Everyone who saw the 1996 Nutty Professor (itself a remake of the 1963 Jerry Lewis classic) knows that the funniest parts were not the main storyline involving Sherman's Jekyll-and-Hyde battle with Buddy Love, but the crude, peripheral vaudeville bits involving Sherman's dysfunctional family. As the subtitle of this sequel suggests, the producers (including Murphy and Jerry Lewis) have capitalized on the best stuff, but they don't seem to know what to do with it.

Surprisingly, there is still a lot of Sherman and Buddy, as part of the silly, convoluted plot about the fountain-of-youth serum.
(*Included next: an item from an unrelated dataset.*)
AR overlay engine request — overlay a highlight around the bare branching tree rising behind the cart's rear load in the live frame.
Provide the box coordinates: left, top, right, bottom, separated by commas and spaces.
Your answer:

Even more surprisingly, the Klumps aren't very funny this time around, despite the padded, er, extra, screen time.Though Murphy convinces as these assorted characters (Rick Baker's make-up is impressive), he's given flatulence-humor shtick that is as tired as it is offensive: Haven't we seen it all before in the Farrelly and Wayans Brothers pictures, not to mention the '96 Nutty Professor? (Perhaps it's just as well that some of Murphy's lines aren't really intelligible.) Even a running gag about sex with a giant lab hamster seems familiar.

More regrettably, the screenplay (by Barry W. Blaustein and David Sheffield, and Paul Weitz and Chris Weitz, the latter brother team of Chuck & Buck fame), works overtime by injecting authentic pathos into the various storylines-Sherman still dealing with his weight issues, mother and father Klump having marital discord-and director Peter Segal bathes these scenes in a golden glow usually reserved for coffee commercials. Meanwhile, many comic opportunities are missed. A real envelope-pushing film would have attempted a Michael Jackson joke (a Murphy stand-up comedy staple ages ago) in the presence of baby sister Janet, but the film remains respectful, with the leading lady looking pretty but getting nothing to do. Kathleen Freeman, the delightful foil in so many Jerry Lewis pictures, including the '63 Nutty Professor, is also wasted here in a small role.